Niko had grabbed the hair of one he’d put down either about to ask what cult he belonged to or to give him tips on how to better grip his knife while attacking, but the scream of approaching sirens put an end to that. I grabbed one of the bottles of vodka and tossed it to him and carried the last myself as we ran. I’d never been fingerprinted. Nothing would show up, but neither did I want my fingerprints on file as unknown assailant in a homeless Hibachi practice gone horribly wrong.

We were halfway home when Niko finally said what I wasn’t jumping to volunteer. “I don’t think that was any sort of coincidence, do you?”
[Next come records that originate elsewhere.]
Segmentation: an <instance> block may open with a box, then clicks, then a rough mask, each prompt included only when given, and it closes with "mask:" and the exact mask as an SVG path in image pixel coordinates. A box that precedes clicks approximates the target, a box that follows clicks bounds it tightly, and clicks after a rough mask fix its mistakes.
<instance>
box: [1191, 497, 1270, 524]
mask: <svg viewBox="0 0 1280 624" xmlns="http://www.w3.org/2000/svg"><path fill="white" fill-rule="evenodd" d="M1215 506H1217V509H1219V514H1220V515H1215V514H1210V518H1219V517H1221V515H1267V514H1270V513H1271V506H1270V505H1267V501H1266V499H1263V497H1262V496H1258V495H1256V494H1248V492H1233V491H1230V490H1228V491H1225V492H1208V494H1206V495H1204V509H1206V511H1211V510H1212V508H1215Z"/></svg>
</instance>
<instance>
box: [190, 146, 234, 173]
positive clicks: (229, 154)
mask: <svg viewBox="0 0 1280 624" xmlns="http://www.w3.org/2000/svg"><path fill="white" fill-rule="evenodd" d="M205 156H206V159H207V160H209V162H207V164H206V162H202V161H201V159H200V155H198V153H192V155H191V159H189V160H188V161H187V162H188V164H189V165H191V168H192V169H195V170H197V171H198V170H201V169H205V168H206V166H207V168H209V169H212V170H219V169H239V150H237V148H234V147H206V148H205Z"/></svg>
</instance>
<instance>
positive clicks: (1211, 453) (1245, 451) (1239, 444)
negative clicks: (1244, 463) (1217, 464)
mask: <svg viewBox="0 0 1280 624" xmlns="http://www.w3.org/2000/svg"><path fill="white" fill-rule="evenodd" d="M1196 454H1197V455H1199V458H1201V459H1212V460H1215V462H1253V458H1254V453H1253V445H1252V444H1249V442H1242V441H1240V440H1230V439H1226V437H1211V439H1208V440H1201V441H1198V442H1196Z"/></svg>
I thought about opening the vodka, thought long and hard never mind my head was already aching, before admitting, “I think it’s the second noncoincidence to happen to me this week.”

12

Niko

Twelve Years Ago

Coincidence, I wasn’t a big believer . . . philosophically or practically.

The books I’d started reading on men and women throughout history and their thoughts on the universe, the ones I was drawn to the most told me coincidence was my mind glimpsing a truth I didn’t understand.

There were more coincidences around Junior than I cared for.

But a serial killer next door—it would be ridiculous overkill on the universe’s part with all the rest we had in our lives. How could someone believe that? What I meant, of course, was how could I believe that?

I decided what I found in the library at the end of the day would make up my mind for me. If I found something about a missing prostitute, unlikely, Cal and I would leave. If I found nothing, I’d tell Cal he was wrong, to stay out of Junior’s backyard, and we’d get on with our lives—as weird and strange as those lives were.